In [1]:
from CombinationFunctions import TimeEmbedding, TextEmbedding
import torch
import torch.nn as nn
import torch.nn.functional as Fn



In [2]:
if(torch.cuda.is_available()):
    device = torch.device('cuda')
else:
    device = torch.device('cpu')
device

device(type='cpu')

In [9]:
embedDimension = 768
tEmbed = TimeEmbedding(embedDimension=embedDimension)
tEmbed.to(device)
time = torch.tensor([1000]).to(device)
tout = tEmbed(time)
tout.shape

torch.Size([1, 768])

In [10]:
class AdaptiveLayerNorm(nn.Module):
    def __init__(self, embedDimension):
        super().__init__()
        self.embedDimension = embedDimension
        self.adaLN = nn.Sequential(
            nn.SiLU(),
            nn.Linear(embedDimension, 6 * embedDimension)
        )
        self.scaleShiftParameters = nn.Parameter(torch.zeros(6, embedDimension))
        nn.init.zeros_(self.adaLN[1].weight)
        nn.init.zeros_(self.adaLN[1].bias)      
    
    def forward(self, t):
        batchSize, _ = t.shape
        t = self.adaLN(t)
        t = t.reshape(batchSize, 6, -1)
        gamma_msa, beta_msa, alpha_msa, gamma_mlp, beta_mlp, alpha_mlp = (
            (self.scaleShiftParameters[None] + t).chunk(6, dim = 1)
        )
        gamma_msa = gamma_msa.squeeze(1)
        beta_msa = beta_msa.squeeze(1)
        alpha_msa = alpha_msa.squeeze(1)
        gamma_mlp = gamma_mlp.squeeze(1)
        beta_mlp = beta_mlp.squeeze(1)
        alpha_mlp = alpha_mlp.squeeze(1)
        return gamma_msa, beta_msa, alpha_msa, gamma_mlp, beta_mlp, alpha_mlp
    
adaNorm = AdaptiveLayerNorm(embedDimension)
g1, b1, a1, g2, b2, a2 = adaNorm(tout)
g1.shape, b1.shape, a1.shape, g2.shape, b2.shape, a2.shape

(torch.Size([1, 768]),
 torch.Size([1, 768]),
 torch.Size([1, 768]),
 torch.Size([1, 768]),
 torch.Size([1, 768]),
 torch.Size([1, 768]))

In [11]:
def shiftModulate(x, scale, shift):
    return x * (1 + scale.unsqueeze(1)) + shift.unsqueeze(1)
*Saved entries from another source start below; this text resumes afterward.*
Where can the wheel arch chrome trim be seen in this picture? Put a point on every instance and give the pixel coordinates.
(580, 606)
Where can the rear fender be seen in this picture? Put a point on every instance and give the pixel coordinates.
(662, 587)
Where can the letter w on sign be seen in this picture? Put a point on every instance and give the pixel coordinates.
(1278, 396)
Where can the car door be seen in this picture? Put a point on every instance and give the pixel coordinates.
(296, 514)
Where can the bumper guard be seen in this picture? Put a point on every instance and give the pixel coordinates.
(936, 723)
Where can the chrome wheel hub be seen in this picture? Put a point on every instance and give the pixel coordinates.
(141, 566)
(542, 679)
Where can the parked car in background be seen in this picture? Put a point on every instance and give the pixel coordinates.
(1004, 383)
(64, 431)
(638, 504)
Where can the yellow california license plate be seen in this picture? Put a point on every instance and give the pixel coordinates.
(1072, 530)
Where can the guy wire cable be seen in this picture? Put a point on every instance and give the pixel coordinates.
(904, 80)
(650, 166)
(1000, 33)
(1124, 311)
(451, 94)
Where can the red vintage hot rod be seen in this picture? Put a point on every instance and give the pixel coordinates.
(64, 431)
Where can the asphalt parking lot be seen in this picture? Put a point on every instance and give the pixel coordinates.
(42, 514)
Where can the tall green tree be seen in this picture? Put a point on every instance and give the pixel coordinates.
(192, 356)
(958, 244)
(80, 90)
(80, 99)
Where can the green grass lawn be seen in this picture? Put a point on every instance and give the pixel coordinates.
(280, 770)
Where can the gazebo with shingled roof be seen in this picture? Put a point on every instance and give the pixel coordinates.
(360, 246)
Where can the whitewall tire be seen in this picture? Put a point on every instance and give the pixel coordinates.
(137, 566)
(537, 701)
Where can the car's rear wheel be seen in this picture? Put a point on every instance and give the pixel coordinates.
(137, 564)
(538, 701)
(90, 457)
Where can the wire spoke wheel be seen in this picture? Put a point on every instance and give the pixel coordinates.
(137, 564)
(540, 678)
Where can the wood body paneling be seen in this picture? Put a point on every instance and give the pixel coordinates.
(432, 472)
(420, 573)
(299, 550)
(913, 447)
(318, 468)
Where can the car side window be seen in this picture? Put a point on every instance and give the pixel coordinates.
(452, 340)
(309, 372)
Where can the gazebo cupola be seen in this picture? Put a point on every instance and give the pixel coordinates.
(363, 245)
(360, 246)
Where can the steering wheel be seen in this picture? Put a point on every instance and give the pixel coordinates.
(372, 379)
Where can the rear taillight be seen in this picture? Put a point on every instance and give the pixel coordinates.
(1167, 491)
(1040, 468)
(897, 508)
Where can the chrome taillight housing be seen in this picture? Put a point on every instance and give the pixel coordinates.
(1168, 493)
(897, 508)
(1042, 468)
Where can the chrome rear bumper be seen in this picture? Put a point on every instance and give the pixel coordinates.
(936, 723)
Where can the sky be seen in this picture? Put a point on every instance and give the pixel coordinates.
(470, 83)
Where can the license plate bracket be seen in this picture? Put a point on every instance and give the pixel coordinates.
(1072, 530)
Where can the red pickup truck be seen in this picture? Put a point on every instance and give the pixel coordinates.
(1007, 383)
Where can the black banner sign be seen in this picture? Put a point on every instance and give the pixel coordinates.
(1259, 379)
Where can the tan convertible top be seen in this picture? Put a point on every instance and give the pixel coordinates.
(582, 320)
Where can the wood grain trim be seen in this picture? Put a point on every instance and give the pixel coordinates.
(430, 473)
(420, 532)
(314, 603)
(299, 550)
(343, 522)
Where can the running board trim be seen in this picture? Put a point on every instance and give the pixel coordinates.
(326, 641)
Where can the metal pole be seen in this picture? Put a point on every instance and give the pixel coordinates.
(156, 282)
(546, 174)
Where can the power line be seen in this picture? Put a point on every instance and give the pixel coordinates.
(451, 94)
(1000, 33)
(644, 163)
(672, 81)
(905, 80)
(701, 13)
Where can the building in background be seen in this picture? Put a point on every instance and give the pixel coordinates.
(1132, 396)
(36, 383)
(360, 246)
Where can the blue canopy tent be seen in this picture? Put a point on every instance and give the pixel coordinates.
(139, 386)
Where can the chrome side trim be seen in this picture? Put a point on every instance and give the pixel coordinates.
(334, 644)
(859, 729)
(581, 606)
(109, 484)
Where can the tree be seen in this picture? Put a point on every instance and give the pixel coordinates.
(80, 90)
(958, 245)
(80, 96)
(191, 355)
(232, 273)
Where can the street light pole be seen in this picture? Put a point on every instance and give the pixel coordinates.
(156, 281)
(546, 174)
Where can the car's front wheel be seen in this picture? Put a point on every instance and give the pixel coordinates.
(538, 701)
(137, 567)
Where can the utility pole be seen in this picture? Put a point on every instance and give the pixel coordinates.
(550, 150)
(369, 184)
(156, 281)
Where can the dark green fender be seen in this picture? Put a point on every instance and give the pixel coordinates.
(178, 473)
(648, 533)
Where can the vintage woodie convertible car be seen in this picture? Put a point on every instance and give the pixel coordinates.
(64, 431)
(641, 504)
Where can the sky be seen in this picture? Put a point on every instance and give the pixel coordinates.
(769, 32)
class ScaleShiftBlock(nn.Module):
    def __init__(self, embedDimension):
        super().__init__()
        self.embedDimension = embedDimension
        self.norm = nn.LayerNorm(embedDimension, elementwise_affine=False, eps=1e-6)

    def forward(self, x, beta, gamma):
        B, N, W = x.shape
        x_norm = self.norm(x)
        out = shiftModulate(x_norm, gamma, beta)
        return out
    
patchify_latents = torch.randn(1, 16, 768)
scShft = ScaleShiftBlock(embedDimension)
out = scShft(patchify_latents, g1, b1)
out.shape

torch.Size([1, 16, 768])

In [12]:
def scaleModulate(x, scale):
    return x * (1 + scale.unsqueeze(1))

class ScaleBlock(nn.Module):
    def __init__(self, embedDimension):
        super().__init__()
        self.embedDimension = embedDimension
        self.norm = nn.LayerNorm(embedDimension, elementwise_affine=False, eps=1e-6)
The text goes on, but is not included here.